X-Men ve X-Factor Manhattan’a vardığında, şehir Inferno’nun etkisi altına girmiştir bile. Yeni Mutantlar ve X-Terminators serilerinde genç takımlar Limbo’nun iblislerinin istilasıyla uğraşmış Illyana’nın yeniden yedi yaşında bir çocuğa dönmesi pahasına iblisleri bir çoğunu geri püskürtmüşlerdir. Fakat büyünün etkisi, şehirdeki bazı insanları ve cansız nesneleri iblislere dönüştürmüştür.
İşin ilginç yanı, şehirde yaşayan insanlar bunu son derece normal karşılamaktadır. Bir posta kutusunun mektup göndermek isteyen zavallı bir vatandaşı yemesi kimsenin umurunda olmaz ve bindikleri metro iblis benzeri bir canlı olsa ve onları cehenneme götürse de, insanların tek derdi işlerine yetişip yetişemeyecekleridir. X-Men şehre vardığında kısa sürede kendileri de büyüden etkilenirler. Colossus hariç hepsi farklı şekillerde etkilenirler. Longshot şehvetli bir playboya dönüşürken Dazzler’ın tek derdi elbisesinin kirlenmemesi ve saçının iyi görünüp görünmediğidir. Wolverine her zamankinden daha vahşi, Storm fazlasıyla katıdır. Kahramandan çok bir grup süper güçlü uyuz insanlardır. Colossus büyüyü bozmanın tek yolunun Illyana’ya ulaşmak olduğunu kısa sürede anlamış, yanlarından ayrılmıştır.

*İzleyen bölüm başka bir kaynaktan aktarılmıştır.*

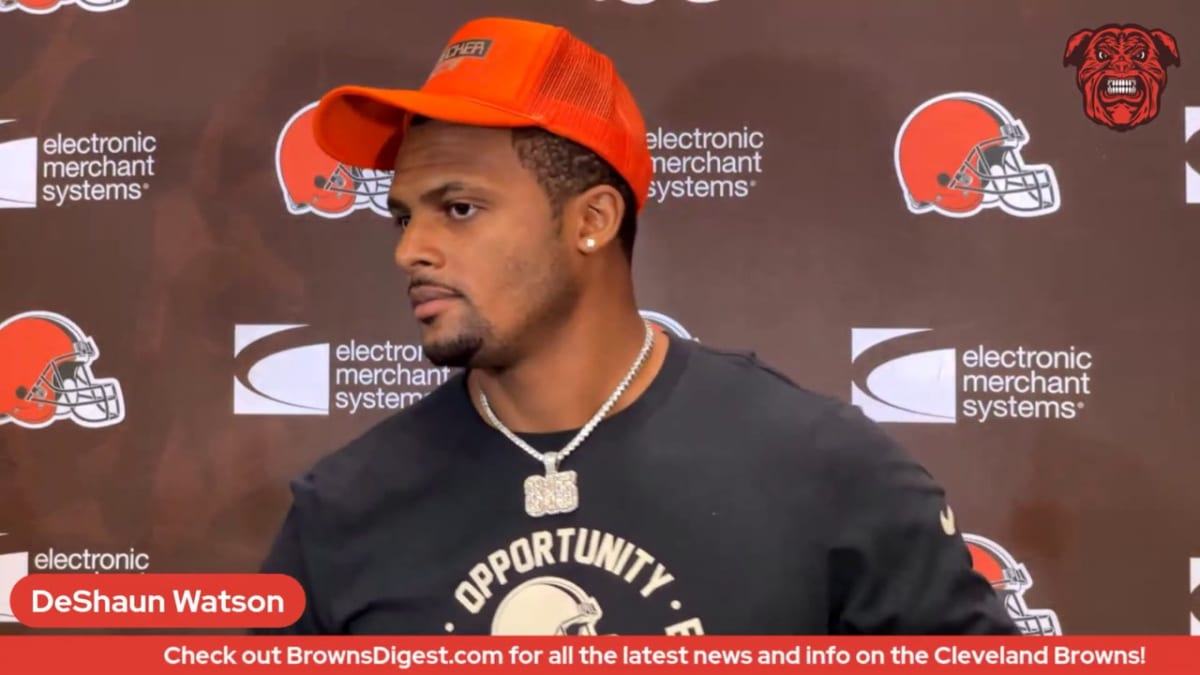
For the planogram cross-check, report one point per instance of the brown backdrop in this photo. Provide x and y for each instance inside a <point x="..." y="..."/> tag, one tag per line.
<point x="166" y="264"/>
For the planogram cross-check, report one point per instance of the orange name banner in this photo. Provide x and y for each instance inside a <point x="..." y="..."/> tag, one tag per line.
<point x="607" y="655"/>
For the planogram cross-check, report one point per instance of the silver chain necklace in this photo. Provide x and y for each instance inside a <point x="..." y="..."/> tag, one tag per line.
<point x="557" y="490"/>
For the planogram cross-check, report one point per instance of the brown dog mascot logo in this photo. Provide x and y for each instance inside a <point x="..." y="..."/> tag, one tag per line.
<point x="1121" y="70"/>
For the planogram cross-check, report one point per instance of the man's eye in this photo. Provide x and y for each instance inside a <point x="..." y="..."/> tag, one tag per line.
<point x="461" y="210"/>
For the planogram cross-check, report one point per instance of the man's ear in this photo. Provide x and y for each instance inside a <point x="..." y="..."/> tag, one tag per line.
<point x="594" y="216"/>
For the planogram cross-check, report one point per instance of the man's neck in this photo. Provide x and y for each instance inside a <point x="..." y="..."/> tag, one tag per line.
<point x="563" y="384"/>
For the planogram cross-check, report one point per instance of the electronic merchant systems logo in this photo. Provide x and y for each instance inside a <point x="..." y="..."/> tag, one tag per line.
<point x="47" y="6"/>
<point x="705" y="163"/>
<point x="1192" y="169"/>
<point x="294" y="369"/>
<point x="906" y="375"/>
<point x="1194" y="586"/>
<point x="13" y="567"/>
<point x="60" y="169"/>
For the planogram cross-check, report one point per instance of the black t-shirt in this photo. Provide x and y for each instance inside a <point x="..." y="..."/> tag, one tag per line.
<point x="725" y="500"/>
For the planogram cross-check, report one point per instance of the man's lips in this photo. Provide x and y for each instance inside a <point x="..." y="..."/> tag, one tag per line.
<point x="429" y="300"/>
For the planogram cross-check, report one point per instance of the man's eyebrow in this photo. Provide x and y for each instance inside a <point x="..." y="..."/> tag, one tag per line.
<point x="433" y="196"/>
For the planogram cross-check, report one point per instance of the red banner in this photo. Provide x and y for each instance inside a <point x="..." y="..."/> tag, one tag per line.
<point x="609" y="655"/>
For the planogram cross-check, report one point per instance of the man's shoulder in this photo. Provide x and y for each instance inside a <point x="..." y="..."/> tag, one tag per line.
<point x="745" y="381"/>
<point x="821" y="424"/>
<point x="402" y="451"/>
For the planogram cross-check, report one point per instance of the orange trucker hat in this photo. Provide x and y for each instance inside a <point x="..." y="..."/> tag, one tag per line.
<point x="498" y="72"/>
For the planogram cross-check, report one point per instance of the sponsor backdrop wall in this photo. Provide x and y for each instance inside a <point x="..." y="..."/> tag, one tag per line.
<point x="977" y="222"/>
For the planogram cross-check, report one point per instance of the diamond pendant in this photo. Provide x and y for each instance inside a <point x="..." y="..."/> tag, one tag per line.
<point x="553" y="493"/>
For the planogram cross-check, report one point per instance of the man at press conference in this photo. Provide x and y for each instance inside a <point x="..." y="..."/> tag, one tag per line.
<point x="586" y="473"/>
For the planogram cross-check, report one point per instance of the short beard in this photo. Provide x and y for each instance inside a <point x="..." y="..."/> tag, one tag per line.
<point x="456" y="352"/>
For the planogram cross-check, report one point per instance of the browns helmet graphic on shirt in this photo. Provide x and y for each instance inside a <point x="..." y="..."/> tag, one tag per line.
<point x="315" y="183"/>
<point x="1011" y="580"/>
<point x="1121" y="72"/>
<point x="959" y="154"/>
<point x="47" y="6"/>
<point x="547" y="605"/>
<point x="46" y="375"/>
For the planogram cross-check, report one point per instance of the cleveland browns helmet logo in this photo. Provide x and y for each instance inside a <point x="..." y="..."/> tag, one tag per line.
<point x="958" y="154"/>
<point x="1121" y="71"/>
<point x="47" y="6"/>
<point x="1011" y="580"/>
<point x="46" y="375"/>
<point x="315" y="183"/>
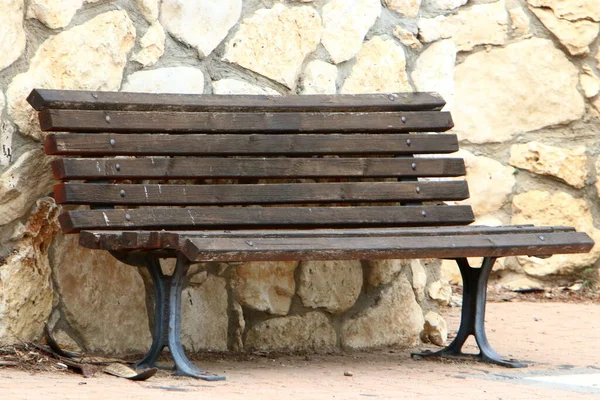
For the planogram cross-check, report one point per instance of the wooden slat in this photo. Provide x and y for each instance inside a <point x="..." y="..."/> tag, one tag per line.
<point x="494" y="245"/>
<point x="264" y="217"/>
<point x="239" y="122"/>
<point x="182" y="168"/>
<point x="41" y="99"/>
<point x="193" y="144"/>
<point x="287" y="193"/>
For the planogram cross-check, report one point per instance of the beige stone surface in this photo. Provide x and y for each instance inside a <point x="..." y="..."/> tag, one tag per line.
<point x="331" y="285"/>
<point x="434" y="71"/>
<point x="71" y="60"/>
<point x="12" y="32"/>
<point x="274" y="42"/>
<point x="311" y="331"/>
<point x="568" y="165"/>
<point x="265" y="286"/>
<point x="235" y="86"/>
<point x="545" y="208"/>
<point x="575" y="36"/>
<point x="152" y="44"/>
<point x="102" y="299"/>
<point x="204" y="319"/>
<point x="396" y="319"/>
<point x="435" y="329"/>
<point x="319" y="77"/>
<point x="407" y="8"/>
<point x="345" y="25"/>
<point x="25" y="278"/>
<point x="166" y="80"/>
<point x="382" y="272"/>
<point x="25" y="181"/>
<point x="202" y="24"/>
<point x="525" y="86"/>
<point x="380" y="68"/>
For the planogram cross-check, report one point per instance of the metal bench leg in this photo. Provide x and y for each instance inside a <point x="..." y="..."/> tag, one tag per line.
<point x="167" y="320"/>
<point x="473" y="317"/>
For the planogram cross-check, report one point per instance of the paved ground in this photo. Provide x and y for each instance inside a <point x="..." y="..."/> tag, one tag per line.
<point x="561" y="340"/>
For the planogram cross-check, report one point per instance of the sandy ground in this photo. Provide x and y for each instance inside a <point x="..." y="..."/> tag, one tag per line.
<point x="557" y="338"/>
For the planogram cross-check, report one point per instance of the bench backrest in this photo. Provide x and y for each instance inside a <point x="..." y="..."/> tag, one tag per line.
<point x="198" y="162"/>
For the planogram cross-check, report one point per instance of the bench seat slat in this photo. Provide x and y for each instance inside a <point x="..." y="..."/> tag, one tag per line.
<point x="41" y="99"/>
<point x="272" y="193"/>
<point x="488" y="245"/>
<point x="240" y="122"/>
<point x="264" y="217"/>
<point x="172" y="168"/>
<point x="254" y="144"/>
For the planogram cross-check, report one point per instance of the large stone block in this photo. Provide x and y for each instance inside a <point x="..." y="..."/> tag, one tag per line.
<point x="274" y="42"/>
<point x="90" y="56"/>
<point x="525" y="86"/>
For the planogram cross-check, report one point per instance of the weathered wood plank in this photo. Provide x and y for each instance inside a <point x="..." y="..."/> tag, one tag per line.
<point x="264" y="217"/>
<point x="182" y="168"/>
<point x="286" y="193"/>
<point x="490" y="245"/>
<point x="41" y="99"/>
<point x="243" y="122"/>
<point x="297" y="145"/>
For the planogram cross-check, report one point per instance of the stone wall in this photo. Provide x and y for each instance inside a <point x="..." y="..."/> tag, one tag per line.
<point x="520" y="76"/>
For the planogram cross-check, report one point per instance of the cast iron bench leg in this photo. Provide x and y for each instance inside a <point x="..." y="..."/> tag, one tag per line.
<point x="167" y="320"/>
<point x="473" y="317"/>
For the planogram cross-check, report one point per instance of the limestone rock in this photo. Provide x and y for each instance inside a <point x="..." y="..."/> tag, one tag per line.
<point x="544" y="208"/>
<point x="490" y="183"/>
<point x="332" y="285"/>
<point x="396" y="319"/>
<point x="234" y="86"/>
<point x="434" y="71"/>
<point x="204" y="320"/>
<point x="202" y="24"/>
<point x="319" y="78"/>
<point x="153" y="45"/>
<point x="382" y="272"/>
<point x="54" y="14"/>
<point x="441" y="292"/>
<point x="575" y="36"/>
<point x="345" y="25"/>
<point x="274" y="42"/>
<point x="407" y="38"/>
<point x="523" y="87"/>
<point x="435" y="329"/>
<point x="265" y="286"/>
<point x="149" y="9"/>
<point x="25" y="278"/>
<point x="311" y="331"/>
<point x="568" y="165"/>
<point x="25" y="181"/>
<point x="571" y="10"/>
<point x="12" y="32"/>
<point x="90" y="56"/>
<point x="166" y="80"/>
<point x="101" y="299"/>
<point x="380" y="68"/>
<point x="476" y="25"/>
<point x="408" y="8"/>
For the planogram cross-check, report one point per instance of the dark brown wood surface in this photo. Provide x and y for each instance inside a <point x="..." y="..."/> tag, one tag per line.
<point x="173" y="168"/>
<point x="272" y="193"/>
<point x="256" y="144"/>
<point x="41" y="99"/>
<point x="243" y="122"/>
<point x="264" y="217"/>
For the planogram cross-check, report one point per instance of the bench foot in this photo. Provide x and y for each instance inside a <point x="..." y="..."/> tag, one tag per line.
<point x="167" y="320"/>
<point x="473" y="318"/>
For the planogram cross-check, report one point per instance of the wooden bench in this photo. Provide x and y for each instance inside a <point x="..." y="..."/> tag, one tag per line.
<point x="274" y="178"/>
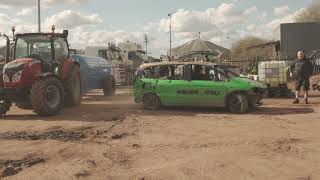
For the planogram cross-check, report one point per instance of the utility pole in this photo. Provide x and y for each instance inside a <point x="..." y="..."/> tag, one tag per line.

Madelyne iblislerin söz verdiği gibi bebeğine geri kavuşmuş, bunu yaparken de aslında Mister Sinister tarafından Jean Grey’in bir kopyası olarak yaratılmış bir klon olduğunu öğrenmiştir. Sinister muhteşem bir kopya yaratmış olsa da, Madelyne sürekli koma halinde, asla bir bilince sahip olamamıştır. Jean Grey’in sözde ölümünden sonra Phoenix yeni bir beden arayışı içinde dünyaya döndüğünde Madelyne’i hissetmiş, Jean’le olan benzerliklerinden dolayı onun içine girmiş, fakat uzun bir süre orada pasif kalmıştır. Madelyne’in içindeki Phoenix, N’astirh’in ve Genosha’daki telepatların müdahaleleri sonucu uyanır. Scott’a karşı öfkesi ve orijinal Jean Grey’e olan nefreti sonucu Madelyne gözünü kan bürümüş bir çılgına dönüşür.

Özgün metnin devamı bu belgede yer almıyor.